Keeping the Certification Active
Earning the PA-C credential isn’t a one-time event. Certification runs on a 10-year cycle with ongoing requirements built in. Every two years within that cycle, a PA-C must earn and log at least 100 continuing medical education (CME) credits, with at least half coming from more rigorous “Category 1” sources like accredited courses and conferences.
The recertification exam comes in two formats, both costing $350. The traditional option, PANRE, is a single-sitting exam taken at a testing center during the 9th or 10th year of the cycle. It consists of 240 questions across four blocks, with four hours of testing time.

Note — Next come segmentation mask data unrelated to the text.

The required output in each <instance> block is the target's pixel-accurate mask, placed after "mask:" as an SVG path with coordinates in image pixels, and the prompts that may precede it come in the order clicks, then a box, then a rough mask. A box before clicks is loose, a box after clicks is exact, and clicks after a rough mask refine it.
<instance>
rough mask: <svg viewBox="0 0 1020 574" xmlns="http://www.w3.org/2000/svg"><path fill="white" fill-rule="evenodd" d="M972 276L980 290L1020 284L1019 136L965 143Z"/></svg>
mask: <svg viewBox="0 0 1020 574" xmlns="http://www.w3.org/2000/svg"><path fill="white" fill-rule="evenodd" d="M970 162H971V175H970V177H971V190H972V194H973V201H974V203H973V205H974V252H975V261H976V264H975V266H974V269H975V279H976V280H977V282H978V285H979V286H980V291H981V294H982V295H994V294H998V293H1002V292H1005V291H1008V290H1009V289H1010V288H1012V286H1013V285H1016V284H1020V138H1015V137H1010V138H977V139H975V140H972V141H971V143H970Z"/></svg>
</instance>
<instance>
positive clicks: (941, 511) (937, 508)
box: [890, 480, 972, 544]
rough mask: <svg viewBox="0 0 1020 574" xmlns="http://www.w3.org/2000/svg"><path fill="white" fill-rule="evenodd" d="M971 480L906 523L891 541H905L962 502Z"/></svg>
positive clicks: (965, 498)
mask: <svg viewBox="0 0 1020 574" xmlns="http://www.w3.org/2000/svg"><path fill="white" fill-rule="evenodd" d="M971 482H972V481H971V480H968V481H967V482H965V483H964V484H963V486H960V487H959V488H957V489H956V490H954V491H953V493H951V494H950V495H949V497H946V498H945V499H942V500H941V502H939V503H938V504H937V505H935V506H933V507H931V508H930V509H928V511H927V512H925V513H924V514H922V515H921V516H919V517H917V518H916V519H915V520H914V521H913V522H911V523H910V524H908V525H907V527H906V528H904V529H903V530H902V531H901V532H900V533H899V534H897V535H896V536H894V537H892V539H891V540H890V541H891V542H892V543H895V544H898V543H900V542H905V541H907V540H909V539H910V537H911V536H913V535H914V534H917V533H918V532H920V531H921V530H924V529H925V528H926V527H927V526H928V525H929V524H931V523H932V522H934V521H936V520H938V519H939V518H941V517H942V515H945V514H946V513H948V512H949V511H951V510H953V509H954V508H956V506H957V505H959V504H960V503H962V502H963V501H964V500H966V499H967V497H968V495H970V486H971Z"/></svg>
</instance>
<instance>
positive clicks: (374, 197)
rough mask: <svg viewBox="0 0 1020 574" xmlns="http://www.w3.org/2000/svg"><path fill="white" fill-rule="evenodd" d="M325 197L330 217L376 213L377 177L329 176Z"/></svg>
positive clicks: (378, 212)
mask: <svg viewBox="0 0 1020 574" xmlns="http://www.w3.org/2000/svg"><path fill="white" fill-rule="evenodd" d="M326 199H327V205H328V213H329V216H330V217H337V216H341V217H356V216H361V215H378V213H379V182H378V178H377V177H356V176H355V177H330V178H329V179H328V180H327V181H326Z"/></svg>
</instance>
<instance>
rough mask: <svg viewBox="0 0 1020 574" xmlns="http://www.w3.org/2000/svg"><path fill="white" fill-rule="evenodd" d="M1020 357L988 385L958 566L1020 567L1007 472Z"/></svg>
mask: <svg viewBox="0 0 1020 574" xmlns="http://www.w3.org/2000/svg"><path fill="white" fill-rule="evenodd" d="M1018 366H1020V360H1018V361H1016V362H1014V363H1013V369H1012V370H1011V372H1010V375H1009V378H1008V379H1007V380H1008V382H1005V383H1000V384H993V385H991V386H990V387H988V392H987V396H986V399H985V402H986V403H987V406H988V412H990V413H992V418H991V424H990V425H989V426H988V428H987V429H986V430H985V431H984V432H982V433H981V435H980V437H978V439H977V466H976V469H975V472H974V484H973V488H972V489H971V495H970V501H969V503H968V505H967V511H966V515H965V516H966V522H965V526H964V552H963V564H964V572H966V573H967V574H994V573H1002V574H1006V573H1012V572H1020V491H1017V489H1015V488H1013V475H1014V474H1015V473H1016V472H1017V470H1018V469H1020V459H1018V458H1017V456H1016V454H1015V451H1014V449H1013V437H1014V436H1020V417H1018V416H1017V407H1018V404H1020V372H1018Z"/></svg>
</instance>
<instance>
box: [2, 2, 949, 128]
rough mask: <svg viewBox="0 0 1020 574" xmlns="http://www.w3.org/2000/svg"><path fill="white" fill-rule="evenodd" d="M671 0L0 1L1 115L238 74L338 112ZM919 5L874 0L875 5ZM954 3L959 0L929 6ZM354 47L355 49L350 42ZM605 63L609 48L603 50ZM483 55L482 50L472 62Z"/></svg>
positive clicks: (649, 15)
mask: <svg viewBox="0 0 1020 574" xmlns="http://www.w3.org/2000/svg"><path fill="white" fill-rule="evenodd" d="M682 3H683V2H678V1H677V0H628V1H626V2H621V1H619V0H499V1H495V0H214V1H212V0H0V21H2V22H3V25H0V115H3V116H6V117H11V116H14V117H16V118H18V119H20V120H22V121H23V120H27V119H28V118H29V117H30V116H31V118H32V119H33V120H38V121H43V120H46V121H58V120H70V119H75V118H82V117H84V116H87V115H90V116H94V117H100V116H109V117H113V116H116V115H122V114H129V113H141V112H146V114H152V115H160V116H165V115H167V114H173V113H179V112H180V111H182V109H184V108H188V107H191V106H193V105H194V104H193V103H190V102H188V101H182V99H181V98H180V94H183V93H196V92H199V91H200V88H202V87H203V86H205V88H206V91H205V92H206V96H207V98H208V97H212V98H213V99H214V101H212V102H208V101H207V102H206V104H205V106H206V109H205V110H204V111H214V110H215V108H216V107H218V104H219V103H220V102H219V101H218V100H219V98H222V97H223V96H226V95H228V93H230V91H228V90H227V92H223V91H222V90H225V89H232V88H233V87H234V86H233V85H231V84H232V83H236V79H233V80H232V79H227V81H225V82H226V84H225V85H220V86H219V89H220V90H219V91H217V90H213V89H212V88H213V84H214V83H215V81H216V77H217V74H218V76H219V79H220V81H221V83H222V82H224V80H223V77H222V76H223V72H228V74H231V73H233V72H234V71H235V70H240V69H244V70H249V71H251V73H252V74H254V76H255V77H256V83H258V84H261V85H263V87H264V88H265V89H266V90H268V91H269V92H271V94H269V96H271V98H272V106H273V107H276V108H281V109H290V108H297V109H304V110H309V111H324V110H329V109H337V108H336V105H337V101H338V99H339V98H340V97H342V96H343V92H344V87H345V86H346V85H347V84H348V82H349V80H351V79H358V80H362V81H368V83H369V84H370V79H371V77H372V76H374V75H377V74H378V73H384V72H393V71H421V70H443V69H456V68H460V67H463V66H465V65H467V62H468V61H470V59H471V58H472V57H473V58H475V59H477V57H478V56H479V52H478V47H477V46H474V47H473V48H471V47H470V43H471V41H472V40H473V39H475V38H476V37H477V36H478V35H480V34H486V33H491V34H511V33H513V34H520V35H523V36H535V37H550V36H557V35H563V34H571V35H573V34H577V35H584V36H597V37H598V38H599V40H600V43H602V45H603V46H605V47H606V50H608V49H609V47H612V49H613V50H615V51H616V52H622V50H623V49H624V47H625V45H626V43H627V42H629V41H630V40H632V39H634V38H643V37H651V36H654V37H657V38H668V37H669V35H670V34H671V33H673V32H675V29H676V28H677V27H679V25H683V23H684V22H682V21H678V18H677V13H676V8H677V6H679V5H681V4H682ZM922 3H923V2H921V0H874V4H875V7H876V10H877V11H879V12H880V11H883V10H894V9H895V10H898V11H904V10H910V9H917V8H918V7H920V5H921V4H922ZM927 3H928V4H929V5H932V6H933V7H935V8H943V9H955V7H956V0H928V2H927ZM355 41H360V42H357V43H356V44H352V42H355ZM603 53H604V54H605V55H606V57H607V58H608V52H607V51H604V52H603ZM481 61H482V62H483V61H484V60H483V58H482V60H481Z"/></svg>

The newer alternative, PANRE-LA, spreads the assessment across years 7 through 9 in quarterly installments of 25 questions each. You get five minutes per question and can use reference materials while answering. Your final score is based on your best eight quarters, and you can skip up to four quarters along the way. If you don’t pass the longitudinal version, you still get three attempts at the traditional exam in year 10 before your certification expires.
Career Outlook and Pay
The PA profession is one of the fastest-growing in healthcare. The Bureau of Labor Statistics projects 20 percent employment growth from 2024 to 2034, far outpacing the average across all occupations. The median annual wage was $133,260 as of May 2024. Salaries vary by specialty, geographic location, and experience, with surgical and emergency medicine PA-Cs typically earning above the median and primary care roles sometimes falling below it.